The main reason GLP-1 Agonists are suddenly more popular is two things:

- Liraglutide had to be taken daily, instead of weekly.

- Nobody every paid for Liraglutide to be clinically approved for weight-loss. It was an anti-diabetic medication; but the mechanism of action is the same.

Compared with liraglutide, semaglutide was engineered mainly with a longer, differently attached fatty-acid side chain that increases albumin binding and slows clearance, so it lasts longer; both drugs activate the GLP-1 receptor.

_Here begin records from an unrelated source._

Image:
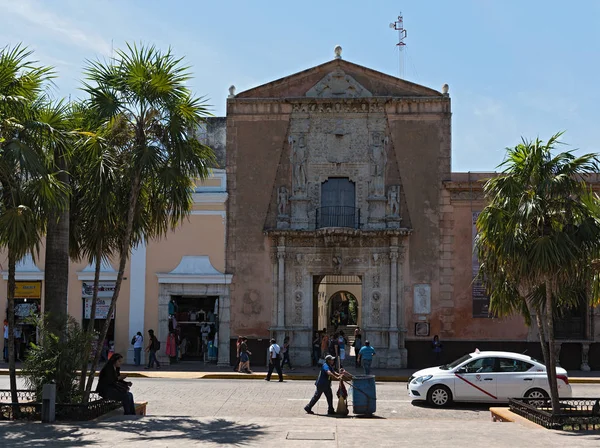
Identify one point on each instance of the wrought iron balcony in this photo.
(337, 216)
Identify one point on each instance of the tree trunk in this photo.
(12, 267)
(124, 249)
(551, 364)
(56, 273)
(90, 329)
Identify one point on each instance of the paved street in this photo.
(187, 412)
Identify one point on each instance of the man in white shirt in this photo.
(274, 361)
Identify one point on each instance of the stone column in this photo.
(401, 311)
(585, 350)
(393, 351)
(281, 283)
(137, 298)
(224, 328)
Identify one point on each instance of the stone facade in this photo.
(388, 141)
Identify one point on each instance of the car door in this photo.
(514, 378)
(476, 380)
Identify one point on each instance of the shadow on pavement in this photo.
(175, 429)
(123, 430)
(35, 435)
(475, 407)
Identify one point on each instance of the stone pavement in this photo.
(196, 370)
(317, 431)
(189, 412)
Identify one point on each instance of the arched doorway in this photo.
(343, 309)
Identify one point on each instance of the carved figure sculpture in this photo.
(282, 201)
(393, 201)
(298, 151)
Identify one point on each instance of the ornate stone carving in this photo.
(251, 302)
(338, 84)
(376, 308)
(342, 107)
(376, 278)
(298, 158)
(337, 263)
(298, 298)
(474, 195)
(298, 278)
(282, 201)
(394, 201)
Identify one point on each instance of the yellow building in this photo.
(187, 264)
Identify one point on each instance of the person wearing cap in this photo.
(365, 355)
(323, 384)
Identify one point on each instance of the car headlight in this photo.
(422, 379)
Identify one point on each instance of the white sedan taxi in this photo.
(485, 377)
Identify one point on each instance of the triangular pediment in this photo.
(338, 78)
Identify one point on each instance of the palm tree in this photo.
(538, 238)
(141, 97)
(23, 180)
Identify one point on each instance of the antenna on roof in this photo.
(398, 25)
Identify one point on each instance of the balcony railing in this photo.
(337, 216)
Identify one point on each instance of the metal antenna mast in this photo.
(398, 25)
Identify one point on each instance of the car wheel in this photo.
(439, 396)
(541, 394)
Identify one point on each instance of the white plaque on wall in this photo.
(422, 299)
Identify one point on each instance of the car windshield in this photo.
(453, 364)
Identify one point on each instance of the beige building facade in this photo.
(188, 264)
(334, 206)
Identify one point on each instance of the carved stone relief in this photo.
(376, 308)
(298, 298)
(338, 84)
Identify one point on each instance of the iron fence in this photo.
(575, 414)
(337, 216)
(29, 409)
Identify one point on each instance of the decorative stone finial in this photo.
(338, 51)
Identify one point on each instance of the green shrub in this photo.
(56, 358)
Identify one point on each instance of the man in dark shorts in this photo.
(323, 384)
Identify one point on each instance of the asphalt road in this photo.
(258, 399)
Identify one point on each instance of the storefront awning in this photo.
(195, 269)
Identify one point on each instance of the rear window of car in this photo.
(513, 365)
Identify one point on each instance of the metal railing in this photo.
(576, 414)
(337, 216)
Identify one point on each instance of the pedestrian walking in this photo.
(274, 361)
(366, 357)
(5, 340)
(244, 366)
(285, 350)
(237, 352)
(152, 348)
(324, 344)
(323, 384)
(316, 348)
(357, 344)
(138, 345)
(436, 346)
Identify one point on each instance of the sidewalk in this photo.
(200, 370)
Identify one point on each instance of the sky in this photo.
(515, 68)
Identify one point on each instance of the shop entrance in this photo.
(193, 320)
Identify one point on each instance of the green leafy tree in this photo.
(142, 101)
(539, 237)
(25, 186)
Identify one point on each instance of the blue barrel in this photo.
(364, 396)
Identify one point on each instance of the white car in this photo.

To be fair, if this stuff did make your teeth fall out, that would still be worth it.

Everything is risk calculus. If you're just a bit overweight, then yeah probably not worth the risk. If you're morbidly obese then it's a no brainer.

I will say this: the bar for obesity is lower than most people think.


Nah, you'll just be on it for the rest of your life. Drug companies prefer chronic illnesses since they cannot be cured, and recipients take the drug for life. All these hormones (GLP, testosterones, hrt) will need to be taken forever. Very few people come off GLP-1 and keep weight off.


But how many of those people would have ever lost the weight in the first place without GLP-1?


I mean, obesity is a chronic illness, so is hypogonadism. If your balls don't work they don't work.

Chronic illnesses require chronic medication. The same is true even WITHOUT the medication. If you're obese and want to lose the weight, you need to manage your diet and exercise. Forever. Until the day you die. You can't ever stop that or you'll be obese again.

Some things just don't have one-time solutions, and that's okay.



> Drug companies prefer chronic illnesses

Gilead has made bank on Solvadi, a drug that cures a previously-chronic disease [1].

> Very few people come off GLP-1 and keep weight off

Rebound can be close to 100% if you’re severely obese, but for most people it’s much less [2]. (Everyone I know who was taking it two years ago is off it, and they eat and exercise healthier than they did.)

[1] https://en.wikipedia.org/wiki/Sofosbuvir

[2] https://pubmed.ncbi.nlm.nih.gov/35441470/


So far they proved to do the opposite.